Impuls zur Friedensdekade 2020 in Ahrensburg

Aufgrund der steigenden Corona-Fallzahlen und des teilweisen Lock-Downs haben wir – der ökumenische Familienkreis – uns entschlossen, die Friedensandacht nicht wie geplant in St. Marien stattfinden zu lassen, sondern unseren Impuls auf die Homepages der Kirchengemeinden zu stellen.
„Überwindung von Ausgrenzung“ ist das Thema der diesjährigen Friedensdekade in Ahrensburg.
Dass Menschen in Ahrensburg aufgrund ihrer finanziellen Möglichkeiten, ihres Alters, ihrer Religion oder ihrer Lebensumstände vom gesellschaftlichen Leben ausgeschlossen werden, scheint für eine so wohlhabende Stadt wie Ahrensburg eigentlich absurd. Sollten nicht gerade wir hier in der Lage sein, diese Art der Ausgrenzung zu überwinden?
Wir wollen hier nicht den Blick auf die die großen Krisenherde in der Welt, sondern auf Probleme in Ahrensburg richten. Wo gibt es hier „sozialen Sprengstoff“, der uns in unserem friedlichen Zusammenleben bedroht? Ausgrenzung beginnt vor allem dann, wenn

  • man einander nicht mehr wahrnimmt,
  • das Gespräch, der Austausch untereinander abbricht,
  • man die Bedürfnisse anderer außerhalb der eigenen Blase nicht sieht oder leugnet.

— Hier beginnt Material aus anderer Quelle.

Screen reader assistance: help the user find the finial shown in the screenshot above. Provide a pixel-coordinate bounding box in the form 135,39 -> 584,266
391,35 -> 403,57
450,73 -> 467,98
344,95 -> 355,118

Es ist immer einfacher, sich nur mit den Menschen zu umgeben, die genauso ticken, wie man selbst. Alles andere fordert uns mehr heraus, kostet Zeit und macht Mühe. Aber für ein gedeihliches Miteinander ist es unumgänglich nötig.
Diesem Aspekt wollen wir im Folgenden anhand von 3 Bildern nachspüren.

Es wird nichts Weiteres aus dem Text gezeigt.